The problem with novels
is that they're all written by novelists. The amount of creativity and perception it takes to write a 500-page, made-up story requires a few lifetimes' worth of isolation and social rejection, and novels are always full of vivid descriptions of the sheer horror of interactions with others.
The other book I read when I was in Amsterdam was 'Out Stealing Horses', an old-school rumination on how your shitty childhood leads to your shitty adulthood, your shitty children, and your shitty death. Sounds pretty perky, huh? It was written by a Norwegian dude named Per Patterson, and is filled with passages like the following, on grocery-store small talk:
People like it when you tell them things, in suitable portions, in a modest, intimate tone, and they think they know you, but they do not, they know about you, for what they are let in on are facts, not feelings, not what your opinion is about anything at all, not how what has happened to you and how all the decisions you have made have turned you into who you are. What they do is they fill in with their own feelings and opinions and assumptions, and they compose a new life which has precious little to do with yours, and that lets you off the hook.

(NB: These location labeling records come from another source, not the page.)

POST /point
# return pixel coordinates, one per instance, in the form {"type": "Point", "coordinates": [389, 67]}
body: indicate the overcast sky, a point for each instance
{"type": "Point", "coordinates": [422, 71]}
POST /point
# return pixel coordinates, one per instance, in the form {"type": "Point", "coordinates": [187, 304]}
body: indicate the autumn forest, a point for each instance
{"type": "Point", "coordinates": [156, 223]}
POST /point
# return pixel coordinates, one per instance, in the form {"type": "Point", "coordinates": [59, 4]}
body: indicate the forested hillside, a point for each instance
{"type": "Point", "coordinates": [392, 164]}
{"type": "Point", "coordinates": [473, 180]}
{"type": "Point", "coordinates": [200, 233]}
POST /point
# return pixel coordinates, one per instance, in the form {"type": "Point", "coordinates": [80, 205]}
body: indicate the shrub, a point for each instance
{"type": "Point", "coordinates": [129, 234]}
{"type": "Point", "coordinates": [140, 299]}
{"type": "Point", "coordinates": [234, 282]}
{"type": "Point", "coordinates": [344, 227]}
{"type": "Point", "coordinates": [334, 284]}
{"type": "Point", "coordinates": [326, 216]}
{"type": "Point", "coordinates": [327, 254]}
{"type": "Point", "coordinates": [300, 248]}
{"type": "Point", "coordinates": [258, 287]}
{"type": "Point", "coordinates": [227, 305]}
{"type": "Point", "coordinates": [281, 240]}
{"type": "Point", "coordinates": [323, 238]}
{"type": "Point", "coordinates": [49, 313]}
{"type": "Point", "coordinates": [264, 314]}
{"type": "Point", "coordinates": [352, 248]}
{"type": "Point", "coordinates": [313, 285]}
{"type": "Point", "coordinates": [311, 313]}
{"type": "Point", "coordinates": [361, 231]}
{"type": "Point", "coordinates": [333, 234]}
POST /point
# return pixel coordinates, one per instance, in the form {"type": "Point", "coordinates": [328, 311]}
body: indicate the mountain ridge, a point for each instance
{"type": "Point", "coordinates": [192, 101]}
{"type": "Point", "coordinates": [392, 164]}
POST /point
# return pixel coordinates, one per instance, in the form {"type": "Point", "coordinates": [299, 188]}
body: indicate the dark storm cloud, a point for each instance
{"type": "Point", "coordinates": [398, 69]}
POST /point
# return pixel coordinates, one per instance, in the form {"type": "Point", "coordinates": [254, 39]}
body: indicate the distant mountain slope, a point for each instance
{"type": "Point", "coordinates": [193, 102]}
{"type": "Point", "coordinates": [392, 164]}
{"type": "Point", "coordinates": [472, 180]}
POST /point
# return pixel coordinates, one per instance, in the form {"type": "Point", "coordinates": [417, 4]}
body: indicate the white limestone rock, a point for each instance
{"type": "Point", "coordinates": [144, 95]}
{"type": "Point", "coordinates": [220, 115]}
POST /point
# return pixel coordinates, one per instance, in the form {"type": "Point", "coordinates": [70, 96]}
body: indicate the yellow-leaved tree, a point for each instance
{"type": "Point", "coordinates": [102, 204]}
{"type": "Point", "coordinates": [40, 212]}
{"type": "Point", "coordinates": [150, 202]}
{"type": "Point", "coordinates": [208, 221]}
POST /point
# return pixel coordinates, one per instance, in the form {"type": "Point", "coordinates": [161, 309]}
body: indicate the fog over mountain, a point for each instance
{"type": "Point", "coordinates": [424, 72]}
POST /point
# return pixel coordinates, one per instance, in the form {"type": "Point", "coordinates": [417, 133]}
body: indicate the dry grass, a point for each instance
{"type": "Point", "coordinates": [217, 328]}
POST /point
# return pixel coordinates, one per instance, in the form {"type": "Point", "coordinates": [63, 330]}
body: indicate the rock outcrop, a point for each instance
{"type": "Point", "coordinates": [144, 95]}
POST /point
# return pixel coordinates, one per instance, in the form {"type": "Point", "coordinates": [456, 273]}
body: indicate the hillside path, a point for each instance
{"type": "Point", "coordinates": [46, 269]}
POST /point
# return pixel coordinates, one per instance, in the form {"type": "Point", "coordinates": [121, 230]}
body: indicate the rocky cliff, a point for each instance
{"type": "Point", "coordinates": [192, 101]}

No one can touch you unless you yourself want them to. You only have to be polite and smile and keep paranoid thoughts at bay, because they will talk about you no matter how much you squirm, it is inevitable, and you would do the same thing yourself.
[...] I'm surprised at how unfilled my shopping baskets have become, how few things I need now that I am alone. I suffer a sudden onset of meaningless melancholy and feel the eyes of the check-out lady on my forehead as I search for the money to pay, the widower is what she sees, they do not understand anything, and it is just as well.

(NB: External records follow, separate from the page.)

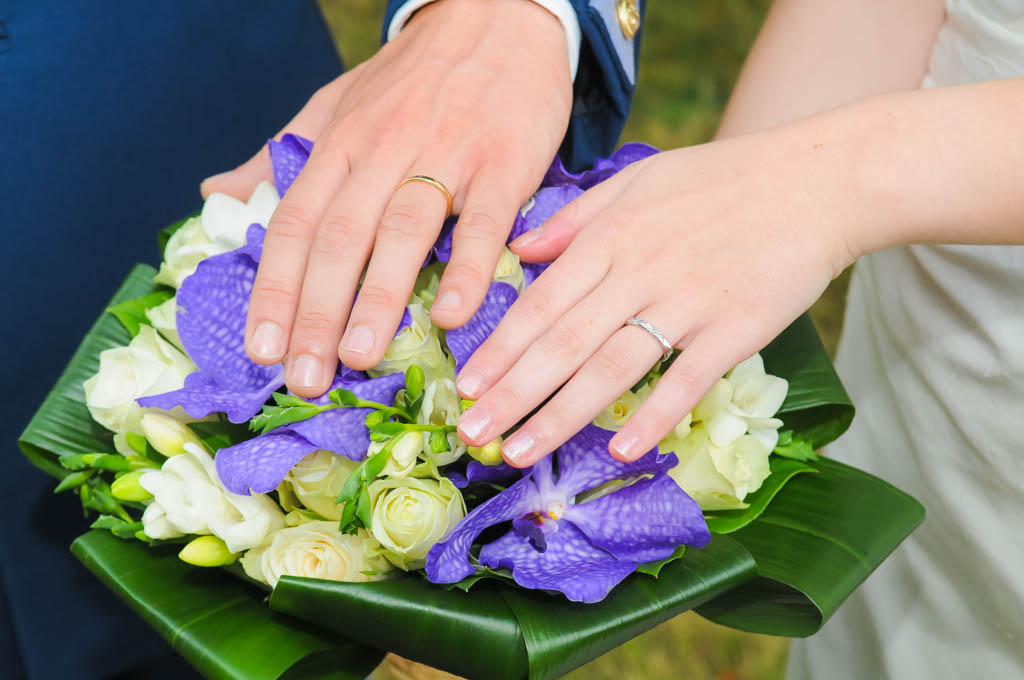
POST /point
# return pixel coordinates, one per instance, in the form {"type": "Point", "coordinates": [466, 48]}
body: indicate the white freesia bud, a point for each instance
{"type": "Point", "coordinates": [164, 319]}
{"type": "Point", "coordinates": [720, 477]}
{"type": "Point", "coordinates": [404, 454]}
{"type": "Point", "coordinates": [166, 434]}
{"type": "Point", "coordinates": [509, 270]}
{"type": "Point", "coordinates": [743, 401]}
{"type": "Point", "coordinates": [441, 406]}
{"type": "Point", "coordinates": [225, 219]}
{"type": "Point", "coordinates": [147, 366]}
{"type": "Point", "coordinates": [417, 343]}
{"type": "Point", "coordinates": [194, 501]}
{"type": "Point", "coordinates": [316, 480]}
{"type": "Point", "coordinates": [315, 550]}
{"type": "Point", "coordinates": [411, 514]}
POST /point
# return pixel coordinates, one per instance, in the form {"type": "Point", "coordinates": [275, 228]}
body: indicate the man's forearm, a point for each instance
{"type": "Point", "coordinates": [815, 54]}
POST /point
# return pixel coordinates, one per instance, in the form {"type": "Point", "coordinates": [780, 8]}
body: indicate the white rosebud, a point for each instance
{"type": "Point", "coordinates": [314, 550]}
{"type": "Point", "coordinates": [720, 477]}
{"type": "Point", "coordinates": [225, 219]}
{"type": "Point", "coordinates": [166, 434]}
{"type": "Point", "coordinates": [417, 343]}
{"type": "Point", "coordinates": [441, 406]}
{"type": "Point", "coordinates": [410, 515]}
{"type": "Point", "coordinates": [146, 367]}
{"type": "Point", "coordinates": [509, 270]}
{"type": "Point", "coordinates": [164, 319]}
{"type": "Point", "coordinates": [193, 500]}
{"type": "Point", "coordinates": [743, 401]}
{"type": "Point", "coordinates": [316, 480]}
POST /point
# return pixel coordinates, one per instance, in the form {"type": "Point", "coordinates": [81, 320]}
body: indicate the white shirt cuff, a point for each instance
{"type": "Point", "coordinates": [560, 8]}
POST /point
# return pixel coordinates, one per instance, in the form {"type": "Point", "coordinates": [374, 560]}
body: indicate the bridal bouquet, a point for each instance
{"type": "Point", "coordinates": [366, 514]}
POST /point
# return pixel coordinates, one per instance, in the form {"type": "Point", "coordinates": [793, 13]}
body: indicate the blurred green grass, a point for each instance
{"type": "Point", "coordinates": [691, 54]}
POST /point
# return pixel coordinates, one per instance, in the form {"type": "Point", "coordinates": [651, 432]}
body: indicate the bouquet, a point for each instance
{"type": "Point", "coordinates": [365, 513]}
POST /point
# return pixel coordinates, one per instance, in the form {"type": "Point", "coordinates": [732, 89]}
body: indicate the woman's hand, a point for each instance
{"type": "Point", "coordinates": [719, 247]}
{"type": "Point", "coordinates": [475, 94]}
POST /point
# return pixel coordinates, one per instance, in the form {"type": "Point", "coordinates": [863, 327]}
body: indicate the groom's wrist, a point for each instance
{"type": "Point", "coordinates": [560, 9]}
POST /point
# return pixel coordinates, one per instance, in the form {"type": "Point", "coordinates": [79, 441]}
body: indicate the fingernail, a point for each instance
{"type": "Point", "coordinates": [518, 447]}
{"type": "Point", "coordinates": [470, 384]}
{"type": "Point", "coordinates": [359, 340]}
{"type": "Point", "coordinates": [527, 238]}
{"type": "Point", "coordinates": [305, 371]}
{"type": "Point", "coordinates": [451, 301]}
{"type": "Point", "coordinates": [267, 340]}
{"type": "Point", "coordinates": [625, 443]}
{"type": "Point", "coordinates": [474, 424]}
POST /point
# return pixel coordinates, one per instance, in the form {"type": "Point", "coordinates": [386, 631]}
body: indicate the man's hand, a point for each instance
{"type": "Point", "coordinates": [475, 94]}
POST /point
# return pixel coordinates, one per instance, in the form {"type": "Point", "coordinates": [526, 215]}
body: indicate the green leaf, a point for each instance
{"type": "Point", "coordinates": [215, 621]}
{"type": "Point", "coordinates": [653, 568]}
{"type": "Point", "coordinates": [344, 397]}
{"type": "Point", "coordinates": [782, 470]}
{"type": "Point", "coordinates": [131, 313]}
{"type": "Point", "coordinates": [363, 507]}
{"type": "Point", "coordinates": [165, 234]}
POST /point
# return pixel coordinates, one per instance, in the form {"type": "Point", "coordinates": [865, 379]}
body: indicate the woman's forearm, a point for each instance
{"type": "Point", "coordinates": [943, 165]}
{"type": "Point", "coordinates": [815, 54]}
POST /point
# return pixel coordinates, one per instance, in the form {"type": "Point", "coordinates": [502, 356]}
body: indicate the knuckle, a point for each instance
{"type": "Point", "coordinates": [565, 341]}
{"type": "Point", "coordinates": [376, 296]}
{"type": "Point", "coordinates": [613, 363]}
{"type": "Point", "coordinates": [339, 235]}
{"type": "Point", "coordinates": [401, 222]}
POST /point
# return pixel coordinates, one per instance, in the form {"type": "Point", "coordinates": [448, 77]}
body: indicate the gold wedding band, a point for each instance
{"type": "Point", "coordinates": [433, 182]}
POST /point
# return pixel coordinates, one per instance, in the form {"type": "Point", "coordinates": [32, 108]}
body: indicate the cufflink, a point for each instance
{"type": "Point", "coordinates": [629, 17]}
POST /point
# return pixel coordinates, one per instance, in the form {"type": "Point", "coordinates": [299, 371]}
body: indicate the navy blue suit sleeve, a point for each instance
{"type": "Point", "coordinates": [604, 83]}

[...] 'Many thanks,' and I am on the verge of tears, for Christ's sake, and go quickly with my purchases in a bag and across to the filling station. I have been lucky. They do not understand a thing.
See how you feel all wistful and empty inside now? Stretch that across 264 pages, and you have the sensation of reading this book. It's tremendous. Seriously.
Fighting, fucking and fantasy may work better in movies, but when it comes to the existential, everyday dread and misanthropy that make up the other 97 percent of our lives, nothing beats a good Scandinavian novel.